Given a desired SPF record, flatten it and push it to your DNS provider (so far just cloudflare)
This caching is intended to solve the two problems of SPF:
- You can't have more than 10 cascaded DNS lookups
- Each lookup's response must fit in a single UDP packet (512 octets)
See http://www.openspf.org/RFC_4408
Usage: ./bin/auto-spf-flattener -f spf-file [-p subdomain-prefix] domain
Use the SPF record you would have put in your DNS if you weren't worried about too many lookups or too large a response
Environment variables CF_API_EMAIL and CF_API_KEY are required
-d, --dry-run Connect to DNS, but don't make any changes
-f, --spf-file string File that contains a valid spf format TXT record (required)
-p, --spf-prefix string Prefix for subdomains when multiple are needed. (default "_spf")

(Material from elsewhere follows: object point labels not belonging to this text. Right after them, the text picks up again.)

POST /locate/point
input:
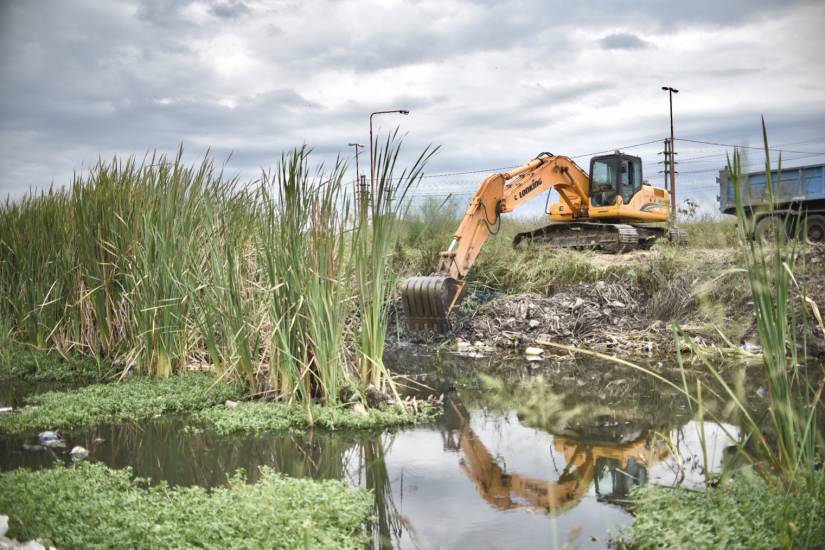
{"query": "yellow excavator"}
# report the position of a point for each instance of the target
(613, 210)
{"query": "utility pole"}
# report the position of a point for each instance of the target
(357, 174)
(670, 92)
(372, 145)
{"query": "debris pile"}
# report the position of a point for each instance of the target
(601, 316)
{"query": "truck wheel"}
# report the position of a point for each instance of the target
(769, 227)
(815, 228)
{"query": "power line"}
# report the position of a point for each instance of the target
(746, 146)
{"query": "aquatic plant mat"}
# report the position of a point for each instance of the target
(203, 396)
(253, 417)
(93, 506)
(129, 401)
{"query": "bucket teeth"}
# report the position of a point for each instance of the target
(427, 302)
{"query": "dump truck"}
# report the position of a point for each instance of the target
(795, 201)
(612, 209)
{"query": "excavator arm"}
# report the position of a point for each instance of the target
(428, 300)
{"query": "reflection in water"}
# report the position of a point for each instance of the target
(616, 467)
(484, 475)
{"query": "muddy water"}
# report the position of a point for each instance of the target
(533, 457)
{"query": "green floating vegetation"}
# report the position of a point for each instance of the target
(93, 506)
(748, 513)
(40, 366)
(129, 401)
(257, 416)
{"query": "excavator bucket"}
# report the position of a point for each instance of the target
(428, 300)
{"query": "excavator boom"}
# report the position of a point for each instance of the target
(612, 209)
(428, 300)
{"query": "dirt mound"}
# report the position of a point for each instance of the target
(600, 316)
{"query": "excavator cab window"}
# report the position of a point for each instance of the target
(603, 182)
(630, 179)
(613, 176)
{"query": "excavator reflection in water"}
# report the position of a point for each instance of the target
(614, 468)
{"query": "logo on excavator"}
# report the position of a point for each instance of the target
(526, 190)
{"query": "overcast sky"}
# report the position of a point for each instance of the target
(493, 82)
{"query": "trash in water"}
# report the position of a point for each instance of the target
(51, 439)
(78, 453)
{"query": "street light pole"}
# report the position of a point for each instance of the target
(372, 161)
(357, 175)
(670, 92)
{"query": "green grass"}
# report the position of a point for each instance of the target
(92, 506)
(129, 401)
(746, 513)
(159, 264)
(705, 231)
(255, 417)
(30, 365)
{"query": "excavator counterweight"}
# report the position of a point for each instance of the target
(612, 210)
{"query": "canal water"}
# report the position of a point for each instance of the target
(524, 456)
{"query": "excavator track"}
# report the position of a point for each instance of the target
(612, 238)
(608, 237)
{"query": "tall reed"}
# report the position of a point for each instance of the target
(770, 270)
(308, 268)
(378, 218)
(160, 265)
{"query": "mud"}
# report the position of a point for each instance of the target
(602, 316)
(618, 317)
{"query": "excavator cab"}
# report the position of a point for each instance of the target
(608, 210)
(616, 175)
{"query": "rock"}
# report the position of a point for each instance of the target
(462, 347)
(51, 439)
(360, 409)
(375, 397)
(78, 453)
(748, 347)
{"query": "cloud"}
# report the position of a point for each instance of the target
(87, 79)
(623, 41)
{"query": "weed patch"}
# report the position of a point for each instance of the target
(129, 401)
(92, 506)
(747, 513)
(39, 366)
(256, 416)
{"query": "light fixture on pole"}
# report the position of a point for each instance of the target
(372, 145)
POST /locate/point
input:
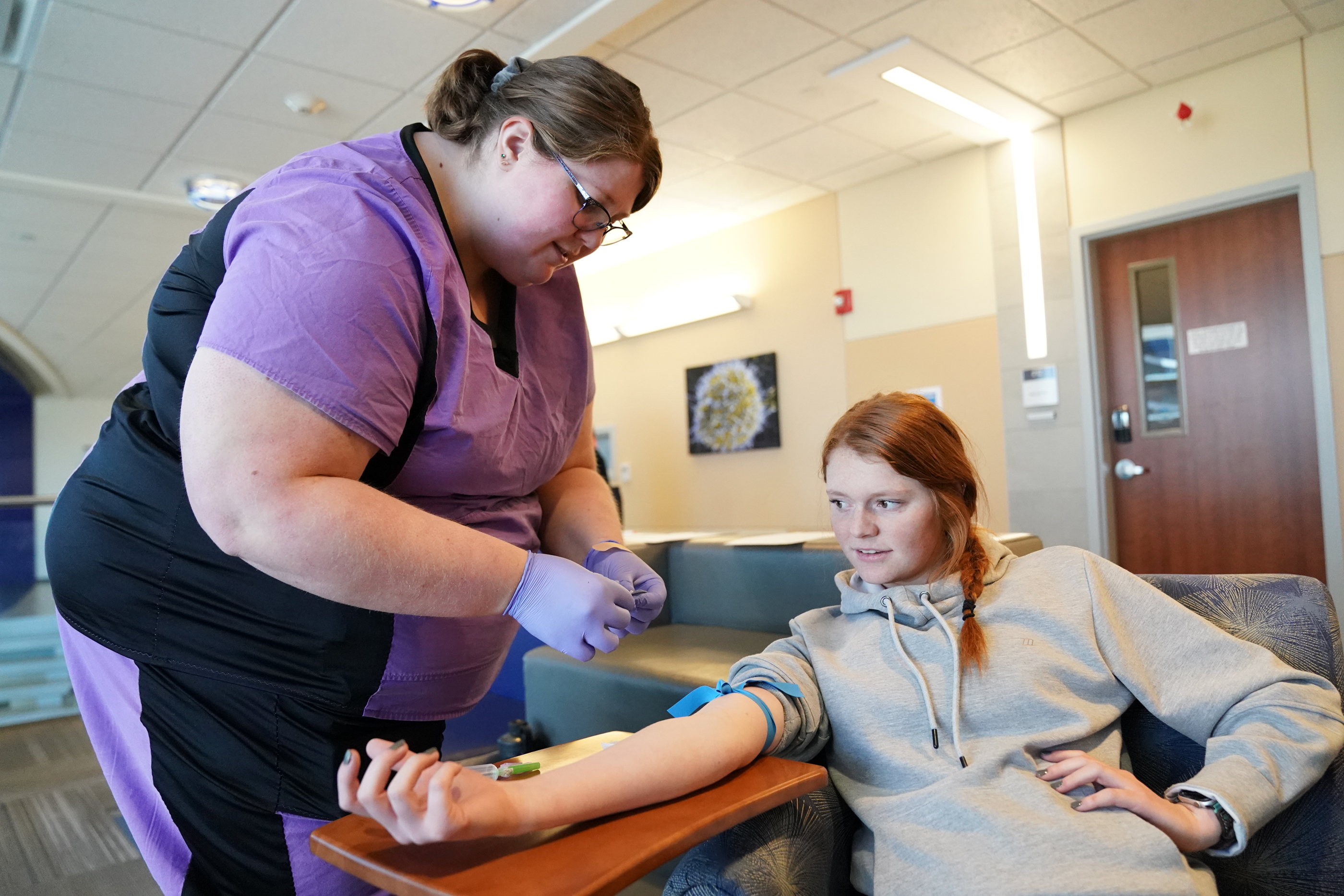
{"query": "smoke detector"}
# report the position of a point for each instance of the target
(212, 191)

env - CF_API_KEY=<cloudflare-key> CF_API_EMAIL=<cloudflare-email> ./bin/auto-spf-flattener -f ideal envoy.com
In this example, envoy.com
is the domain to work on and the file ideal
looks like:
v=spf1 include:mail.zendesk.com include:_spf.google.com include:spf.mail.intercom.io include:servers.mcsv.net ~all
The result is the resolution of ~55 ip4 and ip6 addresses, which are pushed to Cloudflare in 3 blocks, along with a master spf record which points to them.